The Nile River
The ancient world's advanced civilizations developed and fell into disrepair in the Nile River basin, which makes up around one-tenth of the continent's surface area. People who were among the first to cultivate agricultural skills and plough use lived on the banks of the river.
The extreme contrast between the fertile Nile Valley and its delta and the dry wastelands that surround them has influenced the region's character and history.
Nile River Valley is shaped like a lotus flower, which was an ancient Egyptian emblem for the renewal of life. The triangle-shaped delta is the flower, the long, thin river valley is the stem, and the Fayyum Region is a bud. It includes places like Luxor and Aswan, and is deserving of its title as the largest open-air museum in the world because it is home to thousands of monuments.

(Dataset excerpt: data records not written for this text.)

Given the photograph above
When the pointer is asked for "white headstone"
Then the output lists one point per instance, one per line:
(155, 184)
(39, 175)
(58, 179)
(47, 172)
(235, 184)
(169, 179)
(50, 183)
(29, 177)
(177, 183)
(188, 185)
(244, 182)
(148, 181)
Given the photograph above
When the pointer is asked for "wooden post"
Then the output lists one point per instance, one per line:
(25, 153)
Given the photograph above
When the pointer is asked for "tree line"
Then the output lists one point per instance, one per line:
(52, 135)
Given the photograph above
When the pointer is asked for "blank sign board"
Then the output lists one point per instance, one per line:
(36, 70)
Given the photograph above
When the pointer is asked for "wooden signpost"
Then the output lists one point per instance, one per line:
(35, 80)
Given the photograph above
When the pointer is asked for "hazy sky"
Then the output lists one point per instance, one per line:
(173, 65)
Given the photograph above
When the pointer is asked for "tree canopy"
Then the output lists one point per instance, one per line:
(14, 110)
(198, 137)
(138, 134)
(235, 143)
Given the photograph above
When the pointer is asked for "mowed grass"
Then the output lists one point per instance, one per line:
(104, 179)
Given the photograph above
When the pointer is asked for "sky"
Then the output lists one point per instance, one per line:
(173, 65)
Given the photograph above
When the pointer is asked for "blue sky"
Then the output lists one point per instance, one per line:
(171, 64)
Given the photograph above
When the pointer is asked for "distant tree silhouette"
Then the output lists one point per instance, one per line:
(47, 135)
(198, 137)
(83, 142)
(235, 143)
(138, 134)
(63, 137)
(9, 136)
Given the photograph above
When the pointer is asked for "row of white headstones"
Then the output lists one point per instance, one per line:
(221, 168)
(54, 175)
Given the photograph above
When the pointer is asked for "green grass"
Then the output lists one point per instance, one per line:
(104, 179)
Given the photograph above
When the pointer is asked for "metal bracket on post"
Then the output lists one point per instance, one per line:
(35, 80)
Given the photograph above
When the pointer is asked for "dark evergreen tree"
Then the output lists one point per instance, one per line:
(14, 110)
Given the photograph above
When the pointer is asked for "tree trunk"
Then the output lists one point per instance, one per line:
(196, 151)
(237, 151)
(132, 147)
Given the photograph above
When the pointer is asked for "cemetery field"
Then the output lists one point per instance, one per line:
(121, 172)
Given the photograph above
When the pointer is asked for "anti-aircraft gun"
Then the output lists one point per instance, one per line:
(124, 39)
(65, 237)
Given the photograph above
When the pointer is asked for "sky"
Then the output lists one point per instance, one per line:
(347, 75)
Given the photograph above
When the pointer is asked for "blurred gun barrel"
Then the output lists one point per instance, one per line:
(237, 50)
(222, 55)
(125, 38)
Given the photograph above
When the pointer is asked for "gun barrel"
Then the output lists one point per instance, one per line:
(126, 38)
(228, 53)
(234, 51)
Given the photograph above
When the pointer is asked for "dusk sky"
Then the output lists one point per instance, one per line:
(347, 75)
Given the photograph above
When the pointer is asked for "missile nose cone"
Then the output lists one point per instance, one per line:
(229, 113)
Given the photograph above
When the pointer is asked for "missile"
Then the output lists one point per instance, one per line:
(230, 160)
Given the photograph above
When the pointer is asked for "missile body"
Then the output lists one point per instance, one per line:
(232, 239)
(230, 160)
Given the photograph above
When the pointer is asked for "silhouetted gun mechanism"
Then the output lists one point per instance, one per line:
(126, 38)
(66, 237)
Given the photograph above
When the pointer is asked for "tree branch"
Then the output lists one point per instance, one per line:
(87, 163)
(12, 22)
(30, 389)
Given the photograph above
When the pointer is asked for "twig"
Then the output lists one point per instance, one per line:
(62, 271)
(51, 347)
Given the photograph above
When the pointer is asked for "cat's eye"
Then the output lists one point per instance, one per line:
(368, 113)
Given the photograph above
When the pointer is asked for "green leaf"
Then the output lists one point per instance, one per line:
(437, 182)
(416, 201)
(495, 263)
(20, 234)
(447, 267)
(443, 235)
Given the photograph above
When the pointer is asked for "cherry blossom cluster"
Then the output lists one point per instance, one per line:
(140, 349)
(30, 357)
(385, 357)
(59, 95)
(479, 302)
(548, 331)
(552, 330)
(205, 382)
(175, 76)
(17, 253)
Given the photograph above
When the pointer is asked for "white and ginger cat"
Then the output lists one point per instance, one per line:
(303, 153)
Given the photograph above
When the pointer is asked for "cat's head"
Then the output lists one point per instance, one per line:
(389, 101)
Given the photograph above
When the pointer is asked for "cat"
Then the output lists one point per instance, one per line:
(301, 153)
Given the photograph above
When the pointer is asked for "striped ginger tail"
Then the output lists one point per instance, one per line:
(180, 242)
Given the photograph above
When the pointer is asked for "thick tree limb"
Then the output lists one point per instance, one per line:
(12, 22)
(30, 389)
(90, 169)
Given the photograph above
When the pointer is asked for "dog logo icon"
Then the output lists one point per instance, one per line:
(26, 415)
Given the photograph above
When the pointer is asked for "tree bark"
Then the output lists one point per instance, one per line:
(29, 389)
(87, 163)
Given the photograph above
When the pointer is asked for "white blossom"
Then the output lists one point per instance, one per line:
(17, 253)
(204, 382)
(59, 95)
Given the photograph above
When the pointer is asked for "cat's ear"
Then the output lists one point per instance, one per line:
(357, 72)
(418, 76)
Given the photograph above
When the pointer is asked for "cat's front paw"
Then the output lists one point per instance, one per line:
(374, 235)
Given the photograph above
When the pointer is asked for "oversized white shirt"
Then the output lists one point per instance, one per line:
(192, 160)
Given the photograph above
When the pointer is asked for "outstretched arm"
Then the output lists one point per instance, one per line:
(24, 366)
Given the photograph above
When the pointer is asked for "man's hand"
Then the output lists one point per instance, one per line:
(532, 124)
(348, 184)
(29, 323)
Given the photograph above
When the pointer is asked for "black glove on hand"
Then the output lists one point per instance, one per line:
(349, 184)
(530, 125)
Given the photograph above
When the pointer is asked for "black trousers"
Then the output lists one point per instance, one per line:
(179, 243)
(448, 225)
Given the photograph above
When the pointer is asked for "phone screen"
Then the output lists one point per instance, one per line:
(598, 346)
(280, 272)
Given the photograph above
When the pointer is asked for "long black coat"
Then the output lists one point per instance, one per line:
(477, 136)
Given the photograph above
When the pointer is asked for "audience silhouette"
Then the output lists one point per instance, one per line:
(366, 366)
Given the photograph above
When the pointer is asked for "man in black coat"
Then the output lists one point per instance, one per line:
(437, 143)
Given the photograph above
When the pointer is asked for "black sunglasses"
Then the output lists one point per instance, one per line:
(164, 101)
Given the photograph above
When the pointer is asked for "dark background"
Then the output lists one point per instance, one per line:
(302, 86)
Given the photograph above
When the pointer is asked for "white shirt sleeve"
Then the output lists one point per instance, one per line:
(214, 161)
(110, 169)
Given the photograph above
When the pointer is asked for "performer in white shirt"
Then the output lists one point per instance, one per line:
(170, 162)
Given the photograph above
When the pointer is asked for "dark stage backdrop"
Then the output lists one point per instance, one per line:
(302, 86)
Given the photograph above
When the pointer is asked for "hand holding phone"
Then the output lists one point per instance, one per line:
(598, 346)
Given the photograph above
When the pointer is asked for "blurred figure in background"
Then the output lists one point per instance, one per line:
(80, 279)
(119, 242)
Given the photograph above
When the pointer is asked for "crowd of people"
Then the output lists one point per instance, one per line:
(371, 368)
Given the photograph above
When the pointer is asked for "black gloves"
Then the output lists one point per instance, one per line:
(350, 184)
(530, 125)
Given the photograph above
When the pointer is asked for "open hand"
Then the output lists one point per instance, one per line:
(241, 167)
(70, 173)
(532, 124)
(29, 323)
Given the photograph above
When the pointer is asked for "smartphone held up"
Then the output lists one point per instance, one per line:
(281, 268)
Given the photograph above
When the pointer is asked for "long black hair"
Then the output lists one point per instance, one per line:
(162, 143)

It's better to be selective when visiting the Valley and blend sightseeing with river felucca rides, exploring bazaars and camel markets, and going to the occasional moulid. Most tourists are successful in doing this by travelling directly to Upper Egypt, stopping in Luxor or Aswan by train or aeroplane, and then taking day trips to the attractions nearby. Of these, the cult temple at Edfu is among the most popular. They also explore the New Kingdom temples and tombs of Karnak and the Theban Necropolis from Luxor.
Middle Egypt, located farther north, is best renowned for its temples at Abydos and Dendara, but intrepid tourists can also explore Beni Hassan's tombs and the remnants of Akhenaten's palace at Tell el-Amarna.